Today, Nigerians are poorer than they were eight years ago. As the Economist noted recently,”Over 70 percent still live on the equivalent of less than $1 a day; decaying hospitals, schools and roads tell their own stories.” They (Nigerians) neither have jobs, housing, medical care nor food. For the commonest of ailments, the elite who can afford it, still seek medical treatment abroad, so as not to take chances (apologies to Obasanjo) with the dilapidated medical facilities at home.
Contrary to his promises to heal the wounds inflicted on the country by the military, the reality is that Obasanjo will leave behind a less united and more fractious polity on May 29 than he met in 1999.
In 1999, the president promised to “turn Nigeria from a pond of corruption to an island of integrity.” That, of course, has become an empty rhetoric. As he prepares to retire, the colossal problem of corruption is hardly dented, and fingers of blame cannot but point directly at him having appropriated the oil portfolio, the major source of patronage and sleaze, for almost eight years.
It is instructive that Obasanjo, who, on assumption of office, revoked many of the oil licences handed out by his predecessor, auctioned 45 oil blocks in a last-minute sale of oil acreage, last week.
Contrary to the impression he created in 1999, the reality, as he prepares to leave office, is that the deeply corrupt Nigerian political system has remained intact. If anything, it has been entrenched under him. Not only did his democratic credentials take a fatal blow in 2006 when he, in the manner of the military leaders that preceded him in office, attempted to extend his rule beyond the constitutional limit of two terms, the transition politics under his supervision turned out to be the worst in the country’s history.

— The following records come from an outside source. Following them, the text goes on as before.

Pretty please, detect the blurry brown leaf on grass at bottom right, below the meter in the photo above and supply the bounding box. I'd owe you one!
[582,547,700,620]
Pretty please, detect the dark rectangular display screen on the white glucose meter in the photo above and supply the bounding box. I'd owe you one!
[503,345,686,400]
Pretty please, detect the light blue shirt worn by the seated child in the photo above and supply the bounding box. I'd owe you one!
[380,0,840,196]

As local and international election monitors have said, the April elections are the worst polls ever conducted anywhere in the world
Max van den Berg, a Dutch member of the European Parliament, who led the European Union’s election observers, put the verdict baldy. “The 2007 state and federal elections have fallen short of basic international and regional standards for democratic elections and the process cannot be considered to be credible.”

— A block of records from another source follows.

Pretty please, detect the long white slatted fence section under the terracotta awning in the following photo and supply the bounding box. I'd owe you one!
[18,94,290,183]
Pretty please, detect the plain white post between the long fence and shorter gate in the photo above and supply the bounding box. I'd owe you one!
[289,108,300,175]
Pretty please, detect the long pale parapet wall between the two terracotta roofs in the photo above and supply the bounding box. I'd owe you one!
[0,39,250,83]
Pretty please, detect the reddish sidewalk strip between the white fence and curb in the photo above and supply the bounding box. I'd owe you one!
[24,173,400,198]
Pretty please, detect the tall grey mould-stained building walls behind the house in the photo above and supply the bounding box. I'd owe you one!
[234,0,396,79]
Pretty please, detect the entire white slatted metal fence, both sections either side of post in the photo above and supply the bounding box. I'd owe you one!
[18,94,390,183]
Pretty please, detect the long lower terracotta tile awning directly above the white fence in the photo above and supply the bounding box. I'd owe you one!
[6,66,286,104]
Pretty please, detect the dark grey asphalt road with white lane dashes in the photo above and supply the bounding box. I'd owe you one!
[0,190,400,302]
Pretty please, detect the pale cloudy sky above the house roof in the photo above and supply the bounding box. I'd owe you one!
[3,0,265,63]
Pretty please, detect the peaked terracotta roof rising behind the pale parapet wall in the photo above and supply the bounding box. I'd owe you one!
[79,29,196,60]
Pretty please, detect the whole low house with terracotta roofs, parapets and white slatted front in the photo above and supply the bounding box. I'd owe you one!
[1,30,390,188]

Pierre-Richard Prosper, former US Ambassador-at-Large for War Crimes, who headed the International Republican Institute’s (IRI) 59-member international election observation mission, echoed the same sentiments. “These elections did not measure up to those observed by the members of IRI’s international delegation in other countries, whether in Africa, Asia, Europe or the Western Hemisphere,” the group said in its report issued two days after the April 21 presidential and National Assembly polls.

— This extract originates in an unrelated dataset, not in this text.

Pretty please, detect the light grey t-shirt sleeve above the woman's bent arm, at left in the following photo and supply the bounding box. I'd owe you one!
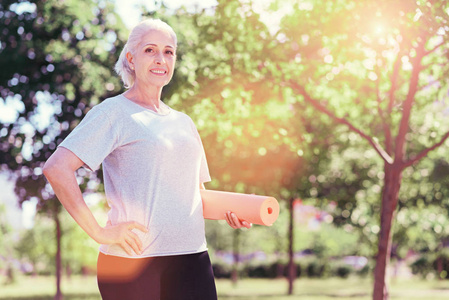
[58,106,118,171]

After eight years in power, a very wide chasm exists between the messianic image Obasanjo created and still creates of himself and the reality of his leadership capabilities.
The president loves hugging the image of a democrat, an incorruptible leader; a man destined by God to restore Nigeria’s lost glory, scarred by decades of military rule.
The reality, which has emerged, is that he is none of these.
On May 29, Obasanjo will hand over power to a government with questionable legitimacy, product of his political sleight of hand. Contrary to his promises eight years ago, he will leave behind a country with epileptic power supply; where majority of the population does not have access to piped water; where roads are still pot-holed death traps.
He will leave behind a country where majority of the people live on less than $1 a day; where health, education and other development indices show continuing decline as a result of corruption; where as much as 20 percent of the country’s oil exports are still being stolen or disrupted by the insurgency in the Niger Delta region.
But more importantly, he will leave behind a divided country; a country less democratic than when he rode to power on the wings of a bogus image.
With the outcome of the April 2007 elections, Obasanjo, in the manner of his predecessors, has taken Nigeria, contrary to his own admonitions in 1999, down the path leading to nowhere. By so doing, he has, once again, proven Achebe’s assertion that “the trouble with Nigeria is simply and squarely a failure of leadership,” right.